Madeline Dyer is the author of Untamed, a YA dystopian fantasy novel from Prizm Books (May 2015). She is currently working on book two in the Untamed Series, as well as a new dystopian trilogy for adults. Aside from writing, Madeline enjoys reading, painting, and inline skating.
Madeline can be found at:


Monday, June 22, 2015

Guest post by Heather McCollum, YA author of BROKEN and ovarian cancer survivor about how life and art are a reflection of each other

Thank you so much for having me here today on Salon Witz! I’m a writer of Young Adult paranormal romance and adult historical paranormal romance. My second YA book, BROKEN, released on April 1st. The heroine in this book is very special to me because we share a common problem.

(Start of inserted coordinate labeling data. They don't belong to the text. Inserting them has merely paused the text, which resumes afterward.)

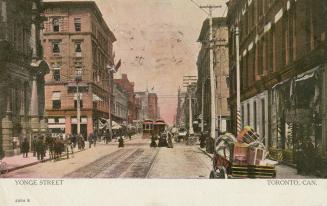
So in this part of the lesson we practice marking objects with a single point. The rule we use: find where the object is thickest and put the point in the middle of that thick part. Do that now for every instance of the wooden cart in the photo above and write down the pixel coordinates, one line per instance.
(236, 160)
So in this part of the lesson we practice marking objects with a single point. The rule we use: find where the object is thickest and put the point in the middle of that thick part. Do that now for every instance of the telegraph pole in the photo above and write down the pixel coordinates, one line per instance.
(191, 131)
(202, 106)
(212, 80)
(78, 78)
(187, 81)
(238, 92)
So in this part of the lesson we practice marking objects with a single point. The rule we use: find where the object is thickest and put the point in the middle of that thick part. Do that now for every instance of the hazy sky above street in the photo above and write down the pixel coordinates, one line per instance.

Taylin Banes was cursed to live over and over without being able to love. She has died ten horrible deaths. (Okay, that’s not the issue I’ve dealt with, thank goodness!) But now that the curse is broken, Taylin has a new problem. She’s afraid of dying again, dying painfully and permanently this time, leaving behind the people she is now able to love.
And this is where Taylin and I are similar.
I am an ovarian cancer survivor. This past April 5th was the four year anniversary of the morning I woke up in a hospital bed after major surgery and was told “it is cancer.” My life would never be the same. Surgery, 5 months of intensive chemo, 10 more months of a clinical trial chemo, and 6 months of recovery has killed off all those vicious, stealthy cancer cells (triumphant fist pumping!).
Since ovarian cancer has an ugly tendency of coming back with lethal force, I’m checked every three to six months. Remission is bitter sweet. Sweet because the cancer is gone. Bitter because the thought of it returning is terrifying.

Chemo and I don’t mix well. Besides the hair loss (Everywhere! Where do those nose hairs go?), I had nerve damage throughout my body (from my teeth to my toes), sores in my mouth, toenails that turned brown and could be pulled in and out of their sockets, ulcers throughout my digestive track and bleeding end to end. The thought of going through that again, added to the thought of dying early, leaving my three kids and wonderful husband – well the fear can grab me by the throat.
When I started writing BROKEN I thought the theme would be “you can’t fear dying or you can’t really live.” It sounds like a great truth to help Taylin (and me) discover and implement. But as I approached writing the middle of the book I slowed down and eventually stopped. I just couldn’t figure out how Taylin could learn how not to fear death when she’d experienced such pain and fear. I spent days wracking my brain and dredging my creative well for something that could teach her not to fear. I came up empty.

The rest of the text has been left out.